Jasamin Fichte is the founder and managing partner of Fichte & Co – a Dubai-based law firm with seven partners and more than 40 staff. She founded it in 2005. Ms Fichte, from Germany, is a maritime law specialist qualified in German and English law and has represented shipowners, trading houses and ports. She also set up the UAE’s Women in Shipping and Trade Association in 2010 and last year was chairwoman of the Dubai Maritime Advisory Council.
How do you spend your weekend?
As I am a full-time working mum I try my best to keep my weekends free of meetings or other work commitments and focus fully on my five-year old daughter to have quality time with her and my husband, who travels a lot. Our weekends are dominated by birthday parties and play dates. Spending some time in our garden is bliss until my daughter and her friends take over.
How did you become a managing partner?
I worked for law firms in Hamburg and London and moved to Dubai because my sister had moved here previously. Mine is a typical expat story – I was supposed to visit her for two months but 15 years later I am still here. After working as in-house counsel for three years, I was not satisfied with the service offered by law firms I had to instruct and I believed that the work could be done in a different way: being focused on clients’ needs, offering value for money and a detailed knowledge of UAE law. I was amazingly lucky as I had strong support from UAE-based shipowners who agreed and supported me when I established my own firm.
What is your go-to gadget?
I am glued to my BlackBerry, to the constant criticism of my daughter. For social media I use the iPhone 6. I constantly juggle with an office and a private laptop, an iPad and these two phones. But contrary to my partners, who prefer the iPhone, I am still a BlackBerry lover.
What was the lowest point of your career?
Starting a business is a never-ending rollercoaster. We had an amazing start as we were just on top of the Dubai boom. But in Dubai, it takes about three years for other companies to take you seriously and to give you work, so you need to keep an eye on cash flow constantly. The credit crunch nearly tore us apart as I had made a promise to all staff not to have any redundancies, which caused hardship.
What advice would you give to others starting out in your business?

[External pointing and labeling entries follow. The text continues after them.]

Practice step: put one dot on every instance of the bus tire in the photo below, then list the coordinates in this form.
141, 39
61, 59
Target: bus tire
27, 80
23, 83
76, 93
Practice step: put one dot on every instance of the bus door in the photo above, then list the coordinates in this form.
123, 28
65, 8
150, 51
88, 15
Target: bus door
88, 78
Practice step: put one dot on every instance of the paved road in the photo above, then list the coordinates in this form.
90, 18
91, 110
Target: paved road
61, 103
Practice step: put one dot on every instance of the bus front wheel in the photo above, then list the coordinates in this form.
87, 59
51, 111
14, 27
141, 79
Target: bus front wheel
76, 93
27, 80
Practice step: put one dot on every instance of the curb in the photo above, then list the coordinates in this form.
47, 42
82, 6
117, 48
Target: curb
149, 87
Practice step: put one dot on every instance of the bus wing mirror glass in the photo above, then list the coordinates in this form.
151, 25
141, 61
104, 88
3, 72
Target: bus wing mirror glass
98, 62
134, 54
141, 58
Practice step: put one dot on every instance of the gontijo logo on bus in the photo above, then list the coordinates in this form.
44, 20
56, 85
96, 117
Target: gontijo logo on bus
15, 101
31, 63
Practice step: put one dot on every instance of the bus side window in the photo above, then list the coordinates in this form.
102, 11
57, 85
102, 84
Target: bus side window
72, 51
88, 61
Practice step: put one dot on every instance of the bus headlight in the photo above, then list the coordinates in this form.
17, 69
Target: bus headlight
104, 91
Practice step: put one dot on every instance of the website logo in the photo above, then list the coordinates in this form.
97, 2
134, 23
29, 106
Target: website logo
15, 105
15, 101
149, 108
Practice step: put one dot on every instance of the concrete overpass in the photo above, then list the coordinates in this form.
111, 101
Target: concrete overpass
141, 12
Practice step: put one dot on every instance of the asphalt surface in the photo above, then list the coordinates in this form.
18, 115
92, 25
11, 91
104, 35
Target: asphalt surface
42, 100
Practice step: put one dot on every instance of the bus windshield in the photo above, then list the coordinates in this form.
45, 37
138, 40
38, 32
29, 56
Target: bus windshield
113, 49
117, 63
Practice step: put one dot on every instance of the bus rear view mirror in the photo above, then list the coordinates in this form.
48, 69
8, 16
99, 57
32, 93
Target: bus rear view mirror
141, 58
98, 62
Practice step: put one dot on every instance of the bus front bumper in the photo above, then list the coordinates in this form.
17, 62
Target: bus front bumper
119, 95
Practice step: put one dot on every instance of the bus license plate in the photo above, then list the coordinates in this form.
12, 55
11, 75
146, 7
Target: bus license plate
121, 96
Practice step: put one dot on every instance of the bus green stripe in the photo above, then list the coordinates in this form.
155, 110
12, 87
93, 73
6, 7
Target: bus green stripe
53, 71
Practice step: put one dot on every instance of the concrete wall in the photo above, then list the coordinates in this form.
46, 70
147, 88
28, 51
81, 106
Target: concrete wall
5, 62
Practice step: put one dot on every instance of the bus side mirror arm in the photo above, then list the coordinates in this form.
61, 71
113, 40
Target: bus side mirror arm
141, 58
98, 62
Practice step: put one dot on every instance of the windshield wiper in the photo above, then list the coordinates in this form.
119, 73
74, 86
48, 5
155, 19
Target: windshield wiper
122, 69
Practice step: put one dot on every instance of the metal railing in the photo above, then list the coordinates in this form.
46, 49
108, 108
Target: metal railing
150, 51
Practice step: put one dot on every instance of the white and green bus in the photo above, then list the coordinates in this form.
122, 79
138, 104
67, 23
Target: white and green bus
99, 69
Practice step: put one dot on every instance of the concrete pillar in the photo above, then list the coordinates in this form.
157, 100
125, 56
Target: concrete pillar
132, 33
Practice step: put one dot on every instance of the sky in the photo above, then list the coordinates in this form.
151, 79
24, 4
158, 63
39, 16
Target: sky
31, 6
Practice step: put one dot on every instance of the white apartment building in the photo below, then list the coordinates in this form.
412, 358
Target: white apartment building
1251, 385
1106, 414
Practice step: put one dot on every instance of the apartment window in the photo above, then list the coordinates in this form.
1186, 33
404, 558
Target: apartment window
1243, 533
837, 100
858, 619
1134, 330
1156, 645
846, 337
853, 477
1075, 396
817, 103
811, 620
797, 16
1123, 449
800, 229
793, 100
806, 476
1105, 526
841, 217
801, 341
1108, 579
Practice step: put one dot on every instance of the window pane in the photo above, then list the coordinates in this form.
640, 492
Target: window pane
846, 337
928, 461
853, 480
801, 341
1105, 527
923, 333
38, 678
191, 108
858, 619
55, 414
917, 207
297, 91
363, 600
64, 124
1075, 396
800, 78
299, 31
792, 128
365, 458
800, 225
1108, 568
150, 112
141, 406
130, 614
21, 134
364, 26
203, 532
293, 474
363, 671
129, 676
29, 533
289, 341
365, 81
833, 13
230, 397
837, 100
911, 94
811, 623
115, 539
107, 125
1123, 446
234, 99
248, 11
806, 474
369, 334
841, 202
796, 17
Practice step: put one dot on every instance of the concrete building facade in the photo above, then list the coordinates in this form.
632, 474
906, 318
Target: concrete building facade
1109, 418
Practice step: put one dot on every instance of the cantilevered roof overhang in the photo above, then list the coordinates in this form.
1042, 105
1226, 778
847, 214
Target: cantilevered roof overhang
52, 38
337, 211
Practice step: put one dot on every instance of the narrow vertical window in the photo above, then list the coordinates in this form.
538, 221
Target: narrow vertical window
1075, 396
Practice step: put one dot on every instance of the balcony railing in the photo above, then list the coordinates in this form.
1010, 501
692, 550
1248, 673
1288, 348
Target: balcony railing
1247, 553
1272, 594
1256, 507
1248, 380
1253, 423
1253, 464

I am a typical “outlier” in the legal industry as I was in the right place at the right time. Ten years on, literally every international firm has opened up and the market is heavily saturated. So you need to find a gap, but you also need to be an expert in your field.
What is your most indulgent habit?
Spending time with my girlfriends. Thankfully, we live in the same neighbourhood and our kids are more or less the same age. There is no need to ever explain how I feel as all of us are struggling to combine motherhood, work and family and to fit it all into a short day. I also recently took up horse riding again, but I am really doing it to be able to ride with my daughter and spend quality time with her.
What do you have on your desk at work?
Too much of everything. Too many phones, three screens, too many files, too many things to do and too many things labelled “urgent”.
What car do you drive?
As a German, I feel obliged to drive a German car and I am deeply in love with my Porsche Cayenne. It drives like a sports car but fits my daughter and the endless things I seem to carry around at all times.
What can’t you live without?
My family. As much as I love my job and my company, my life is only complete since my husband and daughter came into it.
How do you achieve a work-life balance?
Whoever says that a work-life balance is achievable is either an illusionist or lives in a parallel universe. The first and hardest step is to let go and to admit that it is impossible to achieve 100 per cent as managing partner, mother and wife at the same time. The next step is to delegate whatever you can and not micromanage. And the most important revelation was that everybody is replaceable and that my company is able to survive without me being involved in everything.
If you could swap jobs with anyone, who would it be and why?
I wanted to be a lawyer since I was 10 and there was never any alternative. I still love my job and could not see myself in any other profession. The only challenge I would love would be to work with Sheikh Mohammed as he is the most inspiring leader.